6. Learned Counsel for the petitioner contends that the aforesaid conclusion is contrary to the settled legal position and relied upon the judgment of this Court in CS (OS) 931A/1997, decided on 01.3.2007 between the same petitioner, though with a different respondent. The factual matrix and the terms of the license are identical. The payment was not made for different six monthly periods and on the facts of the said case a similar question of limitation arose for consideration. A plea was sought to be advanced that the commencement of limitation under Article 37 of the Limitation Act, 1963 (hereinafter referred to as the Limitation Act) does not depend upon accrual of right to sue for the whole amount and when Installment becomes payable on the default committed, the limitation so commences. On the other hand, the opposite party (petitioner herein) contended that the only article dealing with such a claim for accounts are contained in Part I of the Schedule to the Limitation Act.

7. On a consideration of the aforesaid plea, it was held that since the arrangement was akin to a partnership and it was only from the date of dissolution that the royalty would accrue, it is Article 5 which would apply. In case the agreement was determined, the right to sue would arise on that date but if the agreement was not determined, such right to sue would only arise on the expiry of the period of the license agreement and once the claim is filed within three years of such period, the same could not be barred by limitation. This Court observed that though an option was available for determination of the agreement on account of non-payment of royalty as per Clause (5) of the agreement between the parties [Clause (7) in the present case], it was open for the party to determine the agreement on account of non-payment of royalty. In case of such termination, cause of action would have arisen at that time itself.

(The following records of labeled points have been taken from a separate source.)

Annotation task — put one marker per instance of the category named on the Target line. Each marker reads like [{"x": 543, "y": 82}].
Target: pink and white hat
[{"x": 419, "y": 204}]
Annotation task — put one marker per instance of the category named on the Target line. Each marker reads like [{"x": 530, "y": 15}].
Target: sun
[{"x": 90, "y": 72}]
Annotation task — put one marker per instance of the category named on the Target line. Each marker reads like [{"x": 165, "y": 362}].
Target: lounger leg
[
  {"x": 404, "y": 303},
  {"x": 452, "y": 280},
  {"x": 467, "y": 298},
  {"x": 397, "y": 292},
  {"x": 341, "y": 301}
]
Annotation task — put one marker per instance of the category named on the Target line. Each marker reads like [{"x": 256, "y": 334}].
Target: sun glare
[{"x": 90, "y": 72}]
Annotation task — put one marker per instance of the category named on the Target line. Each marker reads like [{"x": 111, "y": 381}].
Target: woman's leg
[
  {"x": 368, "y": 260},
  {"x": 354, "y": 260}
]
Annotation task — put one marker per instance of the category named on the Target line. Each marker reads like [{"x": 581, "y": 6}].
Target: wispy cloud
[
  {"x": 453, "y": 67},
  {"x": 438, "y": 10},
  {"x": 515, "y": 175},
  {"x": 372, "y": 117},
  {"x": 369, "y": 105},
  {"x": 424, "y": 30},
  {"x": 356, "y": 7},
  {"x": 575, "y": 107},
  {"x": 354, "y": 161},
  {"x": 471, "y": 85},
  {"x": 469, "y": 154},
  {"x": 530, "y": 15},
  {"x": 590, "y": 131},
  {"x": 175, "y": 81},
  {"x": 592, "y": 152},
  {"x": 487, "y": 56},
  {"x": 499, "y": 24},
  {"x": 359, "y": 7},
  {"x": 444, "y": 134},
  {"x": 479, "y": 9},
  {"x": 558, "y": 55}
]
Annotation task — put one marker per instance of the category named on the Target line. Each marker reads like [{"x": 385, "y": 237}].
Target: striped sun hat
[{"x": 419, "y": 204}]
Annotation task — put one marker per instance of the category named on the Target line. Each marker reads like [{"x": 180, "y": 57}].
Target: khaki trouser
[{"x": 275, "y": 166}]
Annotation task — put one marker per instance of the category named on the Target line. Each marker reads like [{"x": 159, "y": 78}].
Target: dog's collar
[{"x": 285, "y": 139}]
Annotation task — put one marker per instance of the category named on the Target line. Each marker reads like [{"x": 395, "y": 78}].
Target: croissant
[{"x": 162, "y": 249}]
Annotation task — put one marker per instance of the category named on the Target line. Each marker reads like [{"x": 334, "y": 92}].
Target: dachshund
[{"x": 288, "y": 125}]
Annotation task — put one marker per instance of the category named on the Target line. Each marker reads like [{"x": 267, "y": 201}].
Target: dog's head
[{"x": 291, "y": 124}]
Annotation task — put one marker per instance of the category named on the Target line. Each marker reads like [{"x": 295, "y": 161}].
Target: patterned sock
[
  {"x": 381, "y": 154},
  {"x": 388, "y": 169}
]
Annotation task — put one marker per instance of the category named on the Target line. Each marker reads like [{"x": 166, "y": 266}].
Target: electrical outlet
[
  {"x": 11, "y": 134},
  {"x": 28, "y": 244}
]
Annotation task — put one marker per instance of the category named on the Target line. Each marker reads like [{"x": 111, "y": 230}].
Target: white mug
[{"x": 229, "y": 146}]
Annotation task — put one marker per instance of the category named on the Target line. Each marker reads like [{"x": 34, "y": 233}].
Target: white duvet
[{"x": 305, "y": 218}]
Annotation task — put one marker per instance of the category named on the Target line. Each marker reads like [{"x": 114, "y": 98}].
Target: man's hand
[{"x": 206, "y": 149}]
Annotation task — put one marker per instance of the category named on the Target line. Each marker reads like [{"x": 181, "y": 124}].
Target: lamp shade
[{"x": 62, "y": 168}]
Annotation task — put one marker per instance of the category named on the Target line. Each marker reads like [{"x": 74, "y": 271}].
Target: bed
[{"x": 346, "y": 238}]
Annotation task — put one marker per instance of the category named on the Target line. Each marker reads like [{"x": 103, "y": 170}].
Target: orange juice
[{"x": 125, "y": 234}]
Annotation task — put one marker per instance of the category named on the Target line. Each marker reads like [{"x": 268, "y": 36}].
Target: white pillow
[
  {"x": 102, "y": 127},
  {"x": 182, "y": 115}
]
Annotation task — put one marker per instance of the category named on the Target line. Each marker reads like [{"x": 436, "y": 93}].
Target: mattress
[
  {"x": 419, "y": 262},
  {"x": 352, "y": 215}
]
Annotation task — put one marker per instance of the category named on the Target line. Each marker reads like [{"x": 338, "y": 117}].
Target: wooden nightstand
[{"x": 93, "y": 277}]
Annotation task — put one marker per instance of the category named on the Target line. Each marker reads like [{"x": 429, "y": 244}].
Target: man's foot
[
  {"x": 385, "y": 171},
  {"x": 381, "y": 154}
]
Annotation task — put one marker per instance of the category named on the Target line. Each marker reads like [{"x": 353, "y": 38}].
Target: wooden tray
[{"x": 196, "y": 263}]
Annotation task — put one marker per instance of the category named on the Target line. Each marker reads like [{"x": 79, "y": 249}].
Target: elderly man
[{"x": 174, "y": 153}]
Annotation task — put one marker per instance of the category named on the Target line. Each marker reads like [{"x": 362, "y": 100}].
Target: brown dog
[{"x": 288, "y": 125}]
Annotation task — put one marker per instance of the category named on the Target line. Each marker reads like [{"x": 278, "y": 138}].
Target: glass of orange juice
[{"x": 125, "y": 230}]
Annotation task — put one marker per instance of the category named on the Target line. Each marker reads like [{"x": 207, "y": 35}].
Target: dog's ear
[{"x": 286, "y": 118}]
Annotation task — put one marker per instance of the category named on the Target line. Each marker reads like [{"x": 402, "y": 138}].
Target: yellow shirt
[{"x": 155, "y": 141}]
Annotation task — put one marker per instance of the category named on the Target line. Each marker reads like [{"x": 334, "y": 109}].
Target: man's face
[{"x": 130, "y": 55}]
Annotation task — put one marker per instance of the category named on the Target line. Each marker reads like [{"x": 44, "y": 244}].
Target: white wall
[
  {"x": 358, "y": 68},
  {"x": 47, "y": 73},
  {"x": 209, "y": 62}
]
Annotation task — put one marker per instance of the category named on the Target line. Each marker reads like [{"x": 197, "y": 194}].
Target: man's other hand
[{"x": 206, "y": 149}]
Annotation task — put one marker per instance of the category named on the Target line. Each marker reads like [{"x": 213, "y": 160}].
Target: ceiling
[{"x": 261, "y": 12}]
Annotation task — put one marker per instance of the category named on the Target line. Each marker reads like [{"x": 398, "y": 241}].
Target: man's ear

However, the petitioner in his wisdom permitted the agreement to continue and in such a case, it would not be the residuary clause which would apply but instead Part I of the Limitation Act dealing with the position analogous to a suit for accounts would apply. Thus, it is only on the agreement coming to an end that the petitioner would be entitled to claim accounts and such accounts could be claimed for the whole period of agreement. A contrary view would imply that on each default, the petitioner would be required to file a separate petition for reference of all disputes to arbitration and the said view was held not to be acceptable.

8. I am, thus, of the considered view that the issue is no more res integra in view of the judgment in CS(OS) 931A/1997 and, thus, the petitioner cannot be held dis-entitled to the claim for the period between 01.4.1994 to 30.9.1996 on grounds of limitation.

9. The award is set aside to the above extent and the petitioner may approach the arbitrator for quantification of the amount for the period which was held to be barred by time.

10. The petition is allowed to the aforesaid extent, leaving the parties to bear their own costs.